From the Guidelines
Hashimoto's thyroiditis should be treated with daily synthetic thyroid hormone replacement, most commonly levothyroxine, to improve morbidity, mortality, and quality of life outcomes. The treatment approach for Hashimoto's thyroiditis typically involves oral T4 monotherapy (levothyroxine sodium) 1. The medication should be taken on an empty stomach, 30-60 minutes before breakfast or 3-4 hours after the last meal of the day, avoiding calcium, iron supplements, and certain foods that can interfere with absorption.
Key Considerations
- Regular blood tests (every 6-8 weeks initially, then every 6-12 months once stabilized) are necessary to monitor thyroid stimulating hormone (TSH) levels and adjust medication dosage accordingly 1.

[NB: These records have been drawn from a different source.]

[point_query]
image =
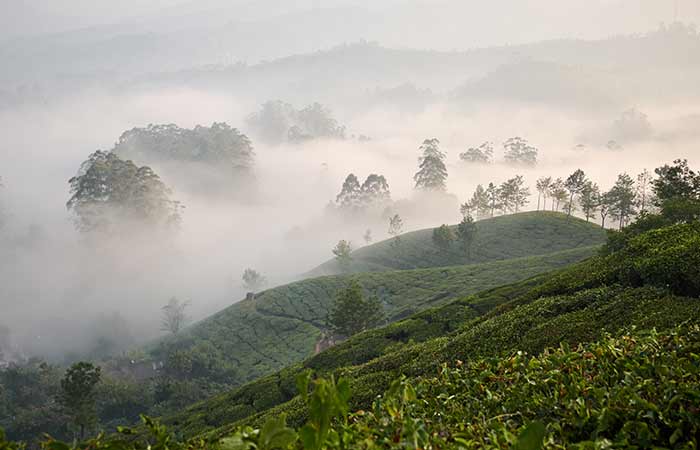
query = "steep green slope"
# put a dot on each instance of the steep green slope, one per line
(652, 282)
(282, 326)
(499, 238)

- Patients should maintain a balanced diet, consider limiting goitrogenic foods (like raw cruciferous vegetables) if they cause discomfort, and address selenium and vitamin D deficiencies if present.

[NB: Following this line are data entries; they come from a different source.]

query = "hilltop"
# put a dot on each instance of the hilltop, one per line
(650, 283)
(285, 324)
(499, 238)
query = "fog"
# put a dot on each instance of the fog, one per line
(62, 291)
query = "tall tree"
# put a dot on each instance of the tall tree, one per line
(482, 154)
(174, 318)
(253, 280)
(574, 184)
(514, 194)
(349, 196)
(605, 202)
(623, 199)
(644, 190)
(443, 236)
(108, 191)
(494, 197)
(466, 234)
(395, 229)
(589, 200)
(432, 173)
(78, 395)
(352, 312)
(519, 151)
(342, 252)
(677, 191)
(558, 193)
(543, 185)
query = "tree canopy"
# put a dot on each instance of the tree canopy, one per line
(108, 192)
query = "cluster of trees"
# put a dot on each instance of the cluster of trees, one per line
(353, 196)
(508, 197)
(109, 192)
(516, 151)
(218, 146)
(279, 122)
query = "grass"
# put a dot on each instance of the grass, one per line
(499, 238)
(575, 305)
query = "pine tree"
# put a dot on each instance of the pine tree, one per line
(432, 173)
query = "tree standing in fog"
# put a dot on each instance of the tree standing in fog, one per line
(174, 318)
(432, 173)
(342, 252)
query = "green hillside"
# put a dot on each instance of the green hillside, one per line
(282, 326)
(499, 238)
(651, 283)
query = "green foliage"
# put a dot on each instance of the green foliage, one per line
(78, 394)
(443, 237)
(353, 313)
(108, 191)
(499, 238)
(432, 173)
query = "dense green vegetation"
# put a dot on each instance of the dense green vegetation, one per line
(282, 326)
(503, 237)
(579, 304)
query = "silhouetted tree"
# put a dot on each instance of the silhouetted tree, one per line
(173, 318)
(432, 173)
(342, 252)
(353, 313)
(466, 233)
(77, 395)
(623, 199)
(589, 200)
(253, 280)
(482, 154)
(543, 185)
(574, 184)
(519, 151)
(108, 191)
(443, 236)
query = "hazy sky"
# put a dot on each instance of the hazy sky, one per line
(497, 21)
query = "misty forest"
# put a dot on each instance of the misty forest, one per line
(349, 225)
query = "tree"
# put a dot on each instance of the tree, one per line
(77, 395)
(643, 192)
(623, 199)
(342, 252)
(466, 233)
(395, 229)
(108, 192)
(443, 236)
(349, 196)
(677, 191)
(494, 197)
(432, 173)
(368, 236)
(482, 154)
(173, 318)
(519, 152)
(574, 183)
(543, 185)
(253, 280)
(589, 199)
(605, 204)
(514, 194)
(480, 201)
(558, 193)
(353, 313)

- Hashimoto's often progresses slowly, with the immune system gradually destroying thyroid tissue, which explains why many patients require increasing medication doses over time as their natural thyroid function diminishes.
Screening and Diagnosis
- The serum TSH test is the primary screening test for thyroid dysfunction, and multiple tests should be done over a 3- to 6-month interval to confirm or rule out abnormal findings 1.
- Follow-up testing of serum T4 levels in persons with persistently abnormal TSH levels can differentiate between subclinical (normal T4 levels) and “overt” (abnormal T4 levels) thyroid dysfunction.
Treatment Outcomes
- Although detection and treatment of abnormal TSH levels (with or without abnormal T4 levels) in asymptomatic persons is common practice, evidence that this clinical approach improves important health outcomes is lacking 1.
- Long-term randomized, blinded, controlled trials of screening for thyroid dysfunction would provide the most direct evidence on any potential benefits of this widespread practice.
From the Research
Hashimoto's Disease Overview
- Hashimoto's disease is a common autoimmune disorder that affects women 7-10 times more often than men, leading to an imbalance in self-tolerance mechanisms and destruction of thyrocytes 2.
- The presence of thyroid peroxidase antibodies (TPOAbs) is associated with a 2 to 4-fold increase in the risk of recurrent miscarriages and preterm birth in pregnant women 2.
- The clinical presentation of Hashimoto's disease includes thyrotoxicosis, euthyroidism, and hypothyroidism, with management varying depending on the stage of the disease 2.
Diagnosis and Treatment
- The diagnosis of subclinical hypothyroidism should be confirmed by repeat thyroid function tests ideally obtained at least 2 months later, as 62% of elevated TSH levels may revert to normal spontaneously 3.
- Treatment is not necessary unless the TSH exceeds 7.0-10 mIU/L, and treatment does not improve symptoms or cognitive function if the TSH is less than 10 mIU/L 3.
- Levothyroxine (LT4) is used as a standard-of-care treatment in patients with hypothyroidism, with the dose based on the degree of preserved thyroid functionality and lean body mass, usually ranging from 1.4 to 1.8 mcg/kg/day 2.
- In some cases, switching to levothyroxine sodium oral solution may be beneficial, especially in patients with malabsorption issues or gastrointestinal disorders 4.
Treatment Considerations
- TSH goals are age-dependent, with a 97.5 percentile (upper limit of normal) of 3.6 mIU/L for patients under age 40, and 7.5 mIU/L for patients over age 80 3.
- Combined treatment with levothyroxine and liothyronine may be preferred in some hypothyroid patients who are dissatisfied with treatment, especially those with a polymorphism in type 2 deiodinase 3.
- Overzealous treatment of symptomatic patients with subclinical hypothyroidism may contribute to dissatisfaction among hypothyroidism patients, and treatment may be harmful in elderly patients with subclinical hypothyroidism 3.